Well, I have a site that has a news feed on it. It has quite a few subscribers from what I can tell. Google and Yahoo both hit that feed every couple of hours... whereas they will hit the main page of the news section (the only other place linking to the internal stories) every few days. They both follow all of the links inside the feed (it is rss, btw). Im just not sure I would really want to alter that behavior.The feed doesnt ping anyone, although of course it might be getting pinged by some other service. I just always assumed it was due to all the subscribers that it got as much attention as it does.

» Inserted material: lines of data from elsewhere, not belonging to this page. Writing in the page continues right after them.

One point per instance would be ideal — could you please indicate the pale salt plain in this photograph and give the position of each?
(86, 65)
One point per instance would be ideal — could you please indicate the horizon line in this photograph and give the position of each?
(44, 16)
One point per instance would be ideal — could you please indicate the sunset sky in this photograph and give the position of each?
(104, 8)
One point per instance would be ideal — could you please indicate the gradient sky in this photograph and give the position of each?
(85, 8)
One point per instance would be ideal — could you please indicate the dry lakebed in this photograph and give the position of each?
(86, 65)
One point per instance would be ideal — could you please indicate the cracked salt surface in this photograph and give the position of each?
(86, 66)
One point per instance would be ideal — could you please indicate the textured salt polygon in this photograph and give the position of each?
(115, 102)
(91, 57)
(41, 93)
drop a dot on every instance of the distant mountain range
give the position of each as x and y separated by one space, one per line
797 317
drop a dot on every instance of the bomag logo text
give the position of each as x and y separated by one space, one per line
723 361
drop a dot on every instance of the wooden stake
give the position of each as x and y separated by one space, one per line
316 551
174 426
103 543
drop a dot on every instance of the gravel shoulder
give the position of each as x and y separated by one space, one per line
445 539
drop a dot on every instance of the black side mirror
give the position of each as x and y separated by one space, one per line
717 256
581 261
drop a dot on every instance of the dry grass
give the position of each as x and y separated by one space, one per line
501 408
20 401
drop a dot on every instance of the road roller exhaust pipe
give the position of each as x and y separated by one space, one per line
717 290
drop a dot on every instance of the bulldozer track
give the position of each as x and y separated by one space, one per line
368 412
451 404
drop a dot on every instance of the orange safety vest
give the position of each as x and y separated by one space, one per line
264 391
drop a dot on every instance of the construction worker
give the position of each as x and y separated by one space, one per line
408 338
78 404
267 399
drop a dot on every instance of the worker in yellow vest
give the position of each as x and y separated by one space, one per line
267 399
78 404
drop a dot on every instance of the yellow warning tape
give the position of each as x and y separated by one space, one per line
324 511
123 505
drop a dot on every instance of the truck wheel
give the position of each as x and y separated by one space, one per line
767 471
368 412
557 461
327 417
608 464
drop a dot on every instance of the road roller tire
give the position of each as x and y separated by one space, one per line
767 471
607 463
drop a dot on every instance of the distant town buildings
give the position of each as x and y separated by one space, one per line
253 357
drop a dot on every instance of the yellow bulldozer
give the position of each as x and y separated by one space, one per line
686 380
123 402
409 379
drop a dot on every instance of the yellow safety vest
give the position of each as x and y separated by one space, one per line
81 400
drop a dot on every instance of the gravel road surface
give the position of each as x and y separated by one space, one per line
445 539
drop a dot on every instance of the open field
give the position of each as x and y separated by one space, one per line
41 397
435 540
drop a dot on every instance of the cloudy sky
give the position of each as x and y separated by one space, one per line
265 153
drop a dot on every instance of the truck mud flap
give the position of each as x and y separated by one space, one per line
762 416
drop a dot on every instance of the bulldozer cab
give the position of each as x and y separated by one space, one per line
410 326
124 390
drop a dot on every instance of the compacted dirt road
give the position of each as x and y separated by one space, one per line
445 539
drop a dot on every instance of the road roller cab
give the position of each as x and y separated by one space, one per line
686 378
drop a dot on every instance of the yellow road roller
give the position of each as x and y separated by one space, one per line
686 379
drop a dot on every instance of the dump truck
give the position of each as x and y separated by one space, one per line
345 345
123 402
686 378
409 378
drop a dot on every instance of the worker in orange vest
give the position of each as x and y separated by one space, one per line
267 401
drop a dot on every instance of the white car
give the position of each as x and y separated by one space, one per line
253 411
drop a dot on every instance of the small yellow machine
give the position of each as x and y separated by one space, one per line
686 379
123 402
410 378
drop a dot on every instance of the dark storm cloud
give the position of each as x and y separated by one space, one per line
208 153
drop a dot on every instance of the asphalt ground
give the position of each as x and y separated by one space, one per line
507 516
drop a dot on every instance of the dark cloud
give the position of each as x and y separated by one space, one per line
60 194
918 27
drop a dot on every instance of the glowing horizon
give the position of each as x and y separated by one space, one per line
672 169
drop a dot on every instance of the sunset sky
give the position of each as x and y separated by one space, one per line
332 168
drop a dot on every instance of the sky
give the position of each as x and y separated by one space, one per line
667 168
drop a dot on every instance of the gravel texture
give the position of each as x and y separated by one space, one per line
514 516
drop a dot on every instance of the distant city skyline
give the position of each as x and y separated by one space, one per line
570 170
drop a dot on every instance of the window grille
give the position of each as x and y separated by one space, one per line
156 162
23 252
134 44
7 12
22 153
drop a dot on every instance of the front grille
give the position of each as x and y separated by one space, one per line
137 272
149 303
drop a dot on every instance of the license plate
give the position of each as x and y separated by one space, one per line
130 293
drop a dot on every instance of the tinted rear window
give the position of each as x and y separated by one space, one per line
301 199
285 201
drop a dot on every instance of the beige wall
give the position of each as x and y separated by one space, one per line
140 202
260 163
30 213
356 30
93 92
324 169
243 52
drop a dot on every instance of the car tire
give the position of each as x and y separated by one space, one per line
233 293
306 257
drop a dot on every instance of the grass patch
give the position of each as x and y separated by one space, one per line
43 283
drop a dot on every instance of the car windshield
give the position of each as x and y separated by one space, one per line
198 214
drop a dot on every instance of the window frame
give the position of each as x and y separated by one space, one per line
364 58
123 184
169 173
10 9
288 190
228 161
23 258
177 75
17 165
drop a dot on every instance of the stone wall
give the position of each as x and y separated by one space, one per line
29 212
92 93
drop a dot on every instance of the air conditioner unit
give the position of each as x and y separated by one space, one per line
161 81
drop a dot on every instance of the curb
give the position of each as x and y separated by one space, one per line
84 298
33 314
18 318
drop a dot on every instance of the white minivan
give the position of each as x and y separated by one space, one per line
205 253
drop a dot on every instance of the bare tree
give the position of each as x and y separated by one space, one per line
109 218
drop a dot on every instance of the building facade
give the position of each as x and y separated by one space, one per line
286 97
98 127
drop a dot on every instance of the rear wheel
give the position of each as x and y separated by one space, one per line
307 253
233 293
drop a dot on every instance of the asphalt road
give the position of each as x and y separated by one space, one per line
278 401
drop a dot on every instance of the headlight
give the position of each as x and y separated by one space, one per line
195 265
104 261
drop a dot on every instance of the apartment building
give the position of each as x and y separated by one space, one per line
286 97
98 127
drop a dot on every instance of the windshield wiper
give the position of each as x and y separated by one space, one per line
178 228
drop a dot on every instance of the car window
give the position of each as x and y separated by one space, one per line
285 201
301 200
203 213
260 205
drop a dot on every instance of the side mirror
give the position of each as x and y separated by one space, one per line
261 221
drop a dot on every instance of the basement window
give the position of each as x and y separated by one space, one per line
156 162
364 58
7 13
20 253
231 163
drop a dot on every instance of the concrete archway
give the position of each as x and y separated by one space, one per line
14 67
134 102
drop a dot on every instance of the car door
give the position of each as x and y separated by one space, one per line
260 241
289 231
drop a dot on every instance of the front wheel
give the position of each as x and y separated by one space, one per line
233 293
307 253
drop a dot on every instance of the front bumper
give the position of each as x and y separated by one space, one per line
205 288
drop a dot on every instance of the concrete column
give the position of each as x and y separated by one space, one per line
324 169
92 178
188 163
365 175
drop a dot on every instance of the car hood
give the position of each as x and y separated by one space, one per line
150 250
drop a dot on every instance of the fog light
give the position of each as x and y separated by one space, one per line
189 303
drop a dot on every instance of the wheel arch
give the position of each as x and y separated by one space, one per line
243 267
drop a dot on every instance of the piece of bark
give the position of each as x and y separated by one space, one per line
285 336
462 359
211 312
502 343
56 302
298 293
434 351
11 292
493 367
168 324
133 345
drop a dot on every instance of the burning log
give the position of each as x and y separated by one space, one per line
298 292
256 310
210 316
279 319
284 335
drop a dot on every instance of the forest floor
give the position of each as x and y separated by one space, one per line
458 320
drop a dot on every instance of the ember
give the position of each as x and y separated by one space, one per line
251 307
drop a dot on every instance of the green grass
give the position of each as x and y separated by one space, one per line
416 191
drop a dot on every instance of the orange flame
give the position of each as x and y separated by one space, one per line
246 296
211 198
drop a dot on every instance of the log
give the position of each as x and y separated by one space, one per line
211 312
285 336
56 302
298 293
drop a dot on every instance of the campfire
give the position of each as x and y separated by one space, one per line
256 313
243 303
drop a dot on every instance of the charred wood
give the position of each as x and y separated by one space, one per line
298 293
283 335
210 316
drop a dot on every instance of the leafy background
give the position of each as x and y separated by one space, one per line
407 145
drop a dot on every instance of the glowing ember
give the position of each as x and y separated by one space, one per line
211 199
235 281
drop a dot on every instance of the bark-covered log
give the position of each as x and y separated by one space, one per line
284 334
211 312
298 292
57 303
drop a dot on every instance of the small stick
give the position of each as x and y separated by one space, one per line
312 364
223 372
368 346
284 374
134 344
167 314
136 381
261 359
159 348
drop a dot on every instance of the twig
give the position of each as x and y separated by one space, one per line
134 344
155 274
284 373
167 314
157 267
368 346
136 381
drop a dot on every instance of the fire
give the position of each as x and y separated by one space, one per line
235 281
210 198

Feedfetcher and similar Yahoo bots grab your feeds not caring about any blocks coz they act on behalf of humans, and the contents they fetch dont land in Web search indexing queues (but of ocurse in other places, for example GoogleReaders searchable index). Googlebot, Slurp, msnbot and even ask accept RSS feeds as sitemaps, you can submit those for crawling purposes. Blog SE crawlers extract the feed URLs from the HEAD section, and get them from ping services on updates. Anyway, neither the PageRank of XML feeds nor the value of REL attributes in links pointing to them should play a role for indexing.
neither the PageRank of XML feeds nor the value of REL attributes in links pointing to them should play a role for indexingWell, true... but should is a funny word when applied to Google, you know that. :D
As for Google thats "doesnt". As for (all) other Web services "shouldnt" suffices. ;)
They should still fetch the feeds and follow the links within them.The feed URLs should not show up in the SERPs for website results.I wouldnt object if there was a separate set of SERPs that listed only feeds.